By Eleanor Beever
Prime Minister Theresa May’s authorisation of strikes on Saturday against chemical weapons facilities in Syria run by the Assad regime has triggered sharp divisions across British politics. Especially controversial was her authorisation of strikes after a consultation with only a handful of senior ministers, instead of having sought a vote in Parliament.
On the surface, the political disagreement appears to follow a partisan divide, with Theresa May’s right-wing Conservative party in favour of the strikes, and the left-wing Labour party questioning them. But the reality is more complex, and it tells us much about the British political climate today and how that might affect its future actions in Syria.
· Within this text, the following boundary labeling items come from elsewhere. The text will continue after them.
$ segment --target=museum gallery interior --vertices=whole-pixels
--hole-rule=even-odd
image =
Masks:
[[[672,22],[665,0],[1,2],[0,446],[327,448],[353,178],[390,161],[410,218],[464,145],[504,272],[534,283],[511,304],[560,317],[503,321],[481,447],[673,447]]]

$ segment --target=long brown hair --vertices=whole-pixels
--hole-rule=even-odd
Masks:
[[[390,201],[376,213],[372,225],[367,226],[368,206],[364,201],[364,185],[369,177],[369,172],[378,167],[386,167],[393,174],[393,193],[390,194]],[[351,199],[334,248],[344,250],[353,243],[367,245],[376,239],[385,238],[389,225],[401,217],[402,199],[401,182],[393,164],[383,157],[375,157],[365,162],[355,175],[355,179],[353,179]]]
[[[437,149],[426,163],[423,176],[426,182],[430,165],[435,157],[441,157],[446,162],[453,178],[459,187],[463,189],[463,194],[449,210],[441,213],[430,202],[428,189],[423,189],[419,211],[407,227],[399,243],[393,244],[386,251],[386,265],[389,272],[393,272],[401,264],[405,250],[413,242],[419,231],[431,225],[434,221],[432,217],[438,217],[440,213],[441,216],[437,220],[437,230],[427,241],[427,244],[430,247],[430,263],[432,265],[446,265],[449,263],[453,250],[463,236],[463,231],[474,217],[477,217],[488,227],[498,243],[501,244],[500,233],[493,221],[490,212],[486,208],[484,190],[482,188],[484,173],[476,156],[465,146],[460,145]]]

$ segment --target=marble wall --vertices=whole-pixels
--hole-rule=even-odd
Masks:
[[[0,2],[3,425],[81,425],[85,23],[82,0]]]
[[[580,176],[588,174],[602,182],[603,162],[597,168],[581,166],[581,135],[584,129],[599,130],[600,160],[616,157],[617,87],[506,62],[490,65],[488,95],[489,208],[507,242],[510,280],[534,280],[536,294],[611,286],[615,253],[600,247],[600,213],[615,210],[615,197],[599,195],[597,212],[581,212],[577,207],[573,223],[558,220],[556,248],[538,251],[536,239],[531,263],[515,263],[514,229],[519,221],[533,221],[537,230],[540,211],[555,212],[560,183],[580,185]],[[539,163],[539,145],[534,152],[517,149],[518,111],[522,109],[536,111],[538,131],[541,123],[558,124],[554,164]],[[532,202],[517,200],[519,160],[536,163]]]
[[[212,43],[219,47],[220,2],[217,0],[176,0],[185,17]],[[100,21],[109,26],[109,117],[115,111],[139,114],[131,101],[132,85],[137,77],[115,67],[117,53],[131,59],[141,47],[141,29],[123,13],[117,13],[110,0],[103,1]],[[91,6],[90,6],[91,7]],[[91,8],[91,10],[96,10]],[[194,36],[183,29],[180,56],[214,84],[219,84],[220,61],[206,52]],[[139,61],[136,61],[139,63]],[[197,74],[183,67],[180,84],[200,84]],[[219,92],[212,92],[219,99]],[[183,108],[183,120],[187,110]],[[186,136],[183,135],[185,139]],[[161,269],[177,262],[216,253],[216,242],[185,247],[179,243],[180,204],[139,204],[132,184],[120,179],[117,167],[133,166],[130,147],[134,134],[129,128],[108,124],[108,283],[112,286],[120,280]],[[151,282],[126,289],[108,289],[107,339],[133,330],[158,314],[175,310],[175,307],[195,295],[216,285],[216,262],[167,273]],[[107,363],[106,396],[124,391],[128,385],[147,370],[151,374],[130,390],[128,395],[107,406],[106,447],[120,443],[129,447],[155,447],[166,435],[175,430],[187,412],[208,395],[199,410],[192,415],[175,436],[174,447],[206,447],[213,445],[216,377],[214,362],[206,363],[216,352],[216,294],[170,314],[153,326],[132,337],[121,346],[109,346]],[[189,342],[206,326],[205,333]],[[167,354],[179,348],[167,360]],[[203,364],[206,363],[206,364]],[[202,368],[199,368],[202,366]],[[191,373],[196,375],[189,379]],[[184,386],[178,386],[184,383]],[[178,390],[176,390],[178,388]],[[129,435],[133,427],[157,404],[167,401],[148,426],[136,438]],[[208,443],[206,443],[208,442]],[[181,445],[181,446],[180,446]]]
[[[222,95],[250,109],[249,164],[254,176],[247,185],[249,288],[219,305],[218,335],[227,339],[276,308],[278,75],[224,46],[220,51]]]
Protesters outside British Parliament in London on 16 April, 2018, on the same day when MPs were debating British involvement in the latest ballistic strike on Syria. (Below pictures are of the same protest. Tolga AKMEN / AFP
Gruelling six-hour debate
In a gruelling six-hour debate on Monday discussing the aftermath of the strikes, Prime Minister May rejected the notion that the decision to strike should have been approved by the United Nations. She said that this was tantamount to Russia having a veto over British foreign policy, given its veto power on the UN Security Council. In a second debate on Tuesday, she said that such a vote would compromise the efficacy of the strike.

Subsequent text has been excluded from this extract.